De acuerdo con el relato fiscal, las tres personas cuyos cuerpos llegaron al puerto eran varones, víctimas de tromboembolismo pulmonar y fallos multiorgánicos derivados de la deshidratación y del desequilibrio hidroelectrolítico. Europa Press informó que otros cinco migrantes fueron trasladados en estado crítico a dos hospitales de la isla tras el desembarco, dada la gravedad de su estado de salud.
La calificación del Ministerio Público contempla los delitos de favorecimiento agravado de la inmigración irregular, cuatro cargos de homicidio por imprudencia grave y cinco de lesiones por imprudencia grave. Según publicó Europa Press, la Fiscalía solicita para uno de los acusados una condena de 21 años de prisión y para los otros cuatro, penas que superan los 15 años. Además, pide una indemnización de 150.000 euros dirigidos a los herederos de los fallecidos, y aproximadamente 5.800 euros para cada superviviente que requirió hospitalización tras el rescate.
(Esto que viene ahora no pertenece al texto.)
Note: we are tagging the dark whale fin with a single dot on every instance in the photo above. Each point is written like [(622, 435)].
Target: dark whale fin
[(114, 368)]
Europa Press señala que los acusados eran plenamente conscientes de la situación de escasez de víveres y agua, el hacinamiento y las condiciones deficientes de seguridad y estructura del cayuco para afrontar una navegación marítima de larga distancia. La Fiscalía argumenta que todo ello formaba parte de un plan en el que los imputados organizaron la travesía y dirigieron la embarcación aun teniendo conocimiento de los riesgos que implicaba para los pasajeros.
El escrito de acusación recoge las diferentes funciones atribuidas a los procesados, que iban desde encargarse de la navegación manejando el GPS y los escasos medios con los que contaban, hasta el control del reparto de los limitados víveres. Además, la Fiscalía estima que la sobrecarga del cayuco y las deficiencias técnicas jugaron un papel determinante en el desenlace trágico del viaje.
La actuación de los acusados, según el informe del Ministerio Público citado por Europa Press, no solo habría vulnerado la normativa relativa a la inmigración irregular, sino que, al exponer a los pasajeros a condiciones inhumanas y riesgos letales, constituiría delitos de imprudencia grave con resultado de muerte y lesiones.
El incidente tuvo como contexto un creciente flujo migratorio que utiliza las rutas marítimas hacia Canarias. El caso, que llega a la Audiencia Provincial de Santa Cruz de Tenerife, se convierte en uno de los episodios más graves gestionados por las autoridades españolas y pone de relieve los desafíos que enfrentan las personas migrantes que buscan llegar a Europa por mar.